O estudo apontou ainda que o
sofosbuvir não elimina o vírus nas mães, mas sua ação na placenta pode explicar
o sucesso da terapia. O órgão é responsável por ofertar nutrientes e oxigênio
para o feto durante a gestação e funciona como uma barreira contra agentes
infecciosos. Pesquisas anteriores haviam indicado que o Zika consegue romper
essa proteção ao infectar as células do sistema imune placentário. “Olhando
para as placentas, observamos que, nas mães tratadas, a taxa de infecção nestas
células fica perto de zero, enquanto nas não tratadas, chega a 42%. A barreira
placentária parece ser mais eficaz nas mães tratadas com sofosbuvir”, aponta
Marcelo.
Próximos passos
Na próxima etapa da pesquisa,
os cientistas pretendem comparar as placentas dos macacos com casos humanos em
busca de novos conhecimentos sobre a dinâmica da infecção. As perspectivas para
possíveis ensaios em pacientes estão em discussão. “Nossa pesquisa não apontou
toxicidade, nem efeito teratogênico, e há dados que indicam que o sofosbuvir
pode ser bem tolerado durante a gestação. Mas precisamos discutir com
pesquisadores da área clínica sobre a possibilidade de estabelecer um protocolo
para avaliação do tratamento em gestantes expostas ao zika, considerando que o
medicamento pode reduzir o risco de malformações”, diz Marcelo.
Os autores destacam que a
cooperação entre diferentes grupos de pesquisa da Fiocruz e colaboradores
externos foi fundamental para a realização do estudo. Ao todo, 35 cientistas
participaram do projeto.
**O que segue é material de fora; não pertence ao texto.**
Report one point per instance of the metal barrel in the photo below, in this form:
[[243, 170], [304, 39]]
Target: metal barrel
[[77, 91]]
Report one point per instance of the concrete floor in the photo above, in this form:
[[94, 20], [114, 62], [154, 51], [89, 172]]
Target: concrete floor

Liderado pelo IOC, o trabalho foi realizado em
parceria com cinco unidades da Fiocruz: Bio-Manguinhos; Instituto de Ciência e
Tecnologia em Biomodelos (ICTB); Serviço de Equivalência e Farmacocinética da
Vice-Presidência de Produção e Inovação em Saúde (Sefar/VPPIS); e Centro de
Desenvolvimento Tecnológico em Saúde (CDTS). No IOC, além do Laboratório de
Desenvolvimento Tecnológico em Virologia, participaram os Laboratórios de
Patologia e de Biotecnologia e Fisiologia de Infecções Virais.
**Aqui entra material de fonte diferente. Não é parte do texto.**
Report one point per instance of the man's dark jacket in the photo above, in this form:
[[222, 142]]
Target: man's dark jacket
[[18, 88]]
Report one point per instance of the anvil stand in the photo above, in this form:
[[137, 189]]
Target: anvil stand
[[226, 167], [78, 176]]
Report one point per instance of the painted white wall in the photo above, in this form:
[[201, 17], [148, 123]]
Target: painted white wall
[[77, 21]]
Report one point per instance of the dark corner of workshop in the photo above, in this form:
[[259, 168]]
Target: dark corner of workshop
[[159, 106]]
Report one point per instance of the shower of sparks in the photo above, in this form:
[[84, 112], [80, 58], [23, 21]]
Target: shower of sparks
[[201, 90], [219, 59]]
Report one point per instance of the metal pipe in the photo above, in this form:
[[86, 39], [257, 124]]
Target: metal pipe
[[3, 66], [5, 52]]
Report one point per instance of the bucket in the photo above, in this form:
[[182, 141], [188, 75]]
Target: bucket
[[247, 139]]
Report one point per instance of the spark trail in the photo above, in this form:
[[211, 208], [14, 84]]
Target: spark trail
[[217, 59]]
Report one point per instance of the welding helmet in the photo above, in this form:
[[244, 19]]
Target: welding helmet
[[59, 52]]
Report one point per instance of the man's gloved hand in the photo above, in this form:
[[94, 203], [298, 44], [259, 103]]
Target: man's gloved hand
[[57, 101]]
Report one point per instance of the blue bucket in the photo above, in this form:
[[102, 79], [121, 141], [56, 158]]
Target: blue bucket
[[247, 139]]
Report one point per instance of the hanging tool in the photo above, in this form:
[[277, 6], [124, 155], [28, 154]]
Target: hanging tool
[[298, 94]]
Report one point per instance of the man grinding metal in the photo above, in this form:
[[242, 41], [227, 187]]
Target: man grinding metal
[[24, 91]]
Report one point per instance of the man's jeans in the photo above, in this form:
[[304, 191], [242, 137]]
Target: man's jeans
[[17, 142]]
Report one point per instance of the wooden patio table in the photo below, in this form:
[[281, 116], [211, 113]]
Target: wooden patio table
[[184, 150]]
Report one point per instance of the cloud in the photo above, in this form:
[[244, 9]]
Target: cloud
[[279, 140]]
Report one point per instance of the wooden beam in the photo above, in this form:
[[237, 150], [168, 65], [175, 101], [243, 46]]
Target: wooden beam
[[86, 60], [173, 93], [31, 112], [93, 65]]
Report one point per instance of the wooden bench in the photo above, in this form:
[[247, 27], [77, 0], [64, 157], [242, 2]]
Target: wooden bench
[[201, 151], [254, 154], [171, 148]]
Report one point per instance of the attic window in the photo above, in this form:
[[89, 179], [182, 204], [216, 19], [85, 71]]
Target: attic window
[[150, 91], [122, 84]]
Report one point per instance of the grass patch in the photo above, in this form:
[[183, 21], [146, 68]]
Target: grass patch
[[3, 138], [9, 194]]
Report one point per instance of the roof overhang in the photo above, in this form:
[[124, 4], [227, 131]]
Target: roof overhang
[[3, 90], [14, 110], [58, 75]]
A pesquisa também teve colaboração do Centro de Diagnóstico Veterinário (Cevet) de Niterói, Universidade Federal do ABC (UFABC), Instituto Nacional de Ciência e Tecnologia de Gestão da Inovação em Doenças Negligenciadas (INCT/IDN), Laboratórios Dr. Julio Moran, na Suíça, e Instituto de Medicina Tropical Bernhard Nocht, na Alemanha. Recursos da Fundação Carlos Chagas Filho de Amparo à Pesquisa do Estado do Rio de Janeiro (Faperj), Conselho Nacional de Desenvolvimento Científico e Tecnológico (CNPq), Departamento de Ciência e Tecnologia do Ministério da Saúde (Decit/MS) e Centro de Pesquisa de Desenvolvimento Internacional (IDRC), do Canadá, financiaram o projeto.